To an extrovert, these past several months have been agonizing and it feels foreign and depressing. In addition, the normal anxieties are complicated by Covid-19 and the new anxieties are daunting (like, we postulate, how much of this is real and how much is media? Are we characters in someone’s dystopian novel?) Building up and up, the worries grow into a wall and loneliness has set in. Because we want to keep our families and communities safe, many of us have errored on the side of caution and just bit the bullet.
Thank you, thank us all for that sacrifice, I mean it; it is annoying and has certainly not been easy, to accomplish what we have in the past several months. Some of the kids I’ve talked with have done fairly well during the intense times of this pandemic and others who couldn’t wait for school to start back up, because they didn’t like to be looked at through the computer camera, found it difficult to self-motivate for assignments, and mostly they missed their friends.
Teachers and parents have become the wearer of many hats and at times, simultaneously; first responders and essential workers are doing an excellent job keeping us safe, sane. Packed between the layers of loneliness, anxiety, and depression are irritability, annoyance, and shame. We can recognize and remain aware that we are all just trying our best.

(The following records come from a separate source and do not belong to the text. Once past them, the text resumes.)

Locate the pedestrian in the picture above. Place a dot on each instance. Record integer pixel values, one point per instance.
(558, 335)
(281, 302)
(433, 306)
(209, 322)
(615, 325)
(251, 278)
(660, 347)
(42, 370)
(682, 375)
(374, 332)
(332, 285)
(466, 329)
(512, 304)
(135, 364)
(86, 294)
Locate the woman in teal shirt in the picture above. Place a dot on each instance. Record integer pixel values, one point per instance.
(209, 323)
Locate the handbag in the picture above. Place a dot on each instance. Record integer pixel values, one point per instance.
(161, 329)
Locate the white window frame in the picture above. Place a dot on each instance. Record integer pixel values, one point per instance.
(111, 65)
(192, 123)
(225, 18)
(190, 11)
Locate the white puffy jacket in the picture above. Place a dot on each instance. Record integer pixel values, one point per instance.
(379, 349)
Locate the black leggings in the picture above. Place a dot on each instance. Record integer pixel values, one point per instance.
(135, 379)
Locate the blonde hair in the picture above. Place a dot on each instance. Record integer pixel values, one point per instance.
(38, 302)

Here are some thoughts I have on coping with the many different dimensions of stress, loneliness, boredom, anxiety, real fears, amalgamated fears, shame, feeling overwhelmed, and spent.

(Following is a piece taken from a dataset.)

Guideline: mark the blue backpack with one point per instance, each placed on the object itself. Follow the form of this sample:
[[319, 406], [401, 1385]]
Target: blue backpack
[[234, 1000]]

1. Keep or build a routine and always include special activities, creativity, and snacks or meal.
2. Schedule time daily to allow yourself and family members a space to think about and verbalize what is bleeping wrong with everything that is going on right now and when it comes up during other times of the day, tell yourself you will worry about that during your set aside time.
3. Schedule a time daily to allow yourself and family members to name everything that is going okay or right or not bad.
4. Try a meditation app, like Headspace, Calm, Insight Timer, Aura, Sattva, YogaGlo, Enso, Inscape to name a few.
5. Notice what you see, what you hear; that which you feel and are thinking about and allow yourself to dwell on it; the smells and tastes of your favorite foods; give yourself time to be.
It is important to give yourself and those around you a break. Overall, we really are in this together and even if we are separated by 6 feet or greater, we have all seen the West End community in action and we are people who will have each others’ backs. It is going to continue to be tough for a while more, but it is going to be okay.